Economists reject price caps for electricity and gas


An the face of rising energy costs, many economists advocate taking the pressure off households. However, a majority of German economics professors reject a price cap for electricity and gas and instead rely on energy funds as transfer payments.

This is the result of the new economist panel of the Munich Ifo Institute and the FAZ. This time, 178 economics professors from German universities took part in the regular survey, although not all participants answered every question.

The economists surveyed attach importance to the fact that aid should primarily be given to poor households and not to everyone. 83 percent are in favor of further relief for households from the high energy costs. 68 percent of these supporters are in favor of payments in the form of energy money and only 14 percent for an electricity and gas price cap. A cap is to be understood as state intervention through which prices may not exceed a certain value.

For the Kieler Till Requate, it can only be a flat-rate relief, which is less expensive. “An electricity and gas price cap would be the worst thing you could do now,” he wrote in the free comment field of the survey. Martin Biewen from Tübingen demanded that prices as indicators of scarcity should not be interfered with. Instead, households and businesses in need should receive lump sum transfers.

Nuclear power plants should run longer

A week ago, the federal government announced a “defense shield” to support consumers and companies because of rising energy prices.
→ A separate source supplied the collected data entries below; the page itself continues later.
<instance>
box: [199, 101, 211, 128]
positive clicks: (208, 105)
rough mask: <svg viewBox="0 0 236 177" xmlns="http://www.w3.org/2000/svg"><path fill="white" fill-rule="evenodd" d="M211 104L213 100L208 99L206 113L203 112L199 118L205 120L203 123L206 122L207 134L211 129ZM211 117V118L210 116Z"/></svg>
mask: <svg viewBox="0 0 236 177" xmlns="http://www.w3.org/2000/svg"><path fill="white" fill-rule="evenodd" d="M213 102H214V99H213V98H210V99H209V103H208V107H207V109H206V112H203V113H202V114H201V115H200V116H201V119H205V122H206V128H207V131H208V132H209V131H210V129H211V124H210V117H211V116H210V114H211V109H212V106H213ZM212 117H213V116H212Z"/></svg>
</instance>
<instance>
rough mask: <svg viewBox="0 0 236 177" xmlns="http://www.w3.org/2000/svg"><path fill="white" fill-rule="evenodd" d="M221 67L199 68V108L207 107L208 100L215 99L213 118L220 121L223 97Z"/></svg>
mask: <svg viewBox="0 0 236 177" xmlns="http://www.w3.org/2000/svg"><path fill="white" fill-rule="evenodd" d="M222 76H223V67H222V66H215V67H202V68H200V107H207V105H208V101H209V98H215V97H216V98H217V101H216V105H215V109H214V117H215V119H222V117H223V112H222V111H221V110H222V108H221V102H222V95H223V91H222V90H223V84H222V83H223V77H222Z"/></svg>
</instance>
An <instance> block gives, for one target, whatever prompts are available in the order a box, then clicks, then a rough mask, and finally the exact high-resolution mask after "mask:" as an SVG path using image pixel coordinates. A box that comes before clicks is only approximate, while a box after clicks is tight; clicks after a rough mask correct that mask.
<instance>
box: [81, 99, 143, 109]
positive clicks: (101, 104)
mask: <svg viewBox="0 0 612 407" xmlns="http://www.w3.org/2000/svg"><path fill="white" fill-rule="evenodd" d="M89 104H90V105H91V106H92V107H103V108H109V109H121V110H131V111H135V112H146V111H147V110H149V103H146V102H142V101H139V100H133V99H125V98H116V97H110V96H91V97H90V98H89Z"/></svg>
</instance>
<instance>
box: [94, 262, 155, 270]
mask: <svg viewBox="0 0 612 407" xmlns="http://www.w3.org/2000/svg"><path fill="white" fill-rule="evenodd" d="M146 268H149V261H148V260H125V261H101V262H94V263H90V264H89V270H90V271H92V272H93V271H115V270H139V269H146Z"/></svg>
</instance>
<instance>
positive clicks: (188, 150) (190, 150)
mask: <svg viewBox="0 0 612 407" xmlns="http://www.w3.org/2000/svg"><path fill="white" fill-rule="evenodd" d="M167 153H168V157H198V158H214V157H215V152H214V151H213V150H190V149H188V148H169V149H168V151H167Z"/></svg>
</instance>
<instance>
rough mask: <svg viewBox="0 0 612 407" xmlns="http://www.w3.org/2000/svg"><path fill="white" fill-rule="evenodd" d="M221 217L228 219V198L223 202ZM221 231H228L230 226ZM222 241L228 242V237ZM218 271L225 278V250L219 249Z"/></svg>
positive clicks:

A commission for gas and heat with economists and representatives of companies and trade unions is to quickly present recommendations for the design of the gas price brake. The SPD co-chairman Lars Klingbeil announces their proposals after the state elections in Lower Saxony on Sunday. “Everyone now wants something to happen immediately, I want that too, but I trust the experts who will then present a clever model next Monday,” said Klingbeil on Thursday on ZDF. The measure will “really push the prices down massively”.

In addition to relief for households, the participants in the panel of economists propose a continuation of nuclear power. In order to expand the electricity and gas supply in Germany, 81 percent of those surveyed support the continued operation of the three remaining nuclear power plants beyond 2022.

steering effect of high prices

More than two-thirds are in favor of removing regulations that make it more difficult to expand renewable energies, building more liquid gas ports and expanding the transmission grid for electricity. “The supply of electricity must be expanded and demand reduced,” said Ifo researcher Niklas Potrafke, who was involved in the survey. “Demand will not fall due to price caps on energy. Rather, the steering effect of high prices should be retained and needy households and companies should be helped with targeted payments.”

Around two-thirds are in favor of creating savings incentives for households and businesses. Silke Übelmesser from Jena wrote: “Whatever the concrete form of the measures, they should address the distribution policy consequences as specifically as possible and not distort the relative prices, which are important scarcity signals.”

Harald Fadinger from Mannheim advises on the one hand to relieve households with low incomes and energy-intensive companies through transfers, but on the other hand not to cap prices in order to provide savings incentives. He is also in favor of siphoning off energy companies’ profits to finance the transfers. “Instead, price caps and debt financing are coming,” he wrote.

At 54 percent, a narrow majority is in favor of further relief for companies. Approval here is lower than for household aid. The professors are divided on whether there should be an excess profits tax or a random profits tax for producers of renewable energy, nuclear and coal power: 46 percent support the project and 43 percent oppose it.

Those surveyed clearly name the economic difficulties: 94 percent expect that Germany will slide into a recession as a result of the energy price crisis. 33 percent even expect power cuts and rationing of electricity and gas in winter. On the other hand, 47 percent do not expect any shortfalls or rationing.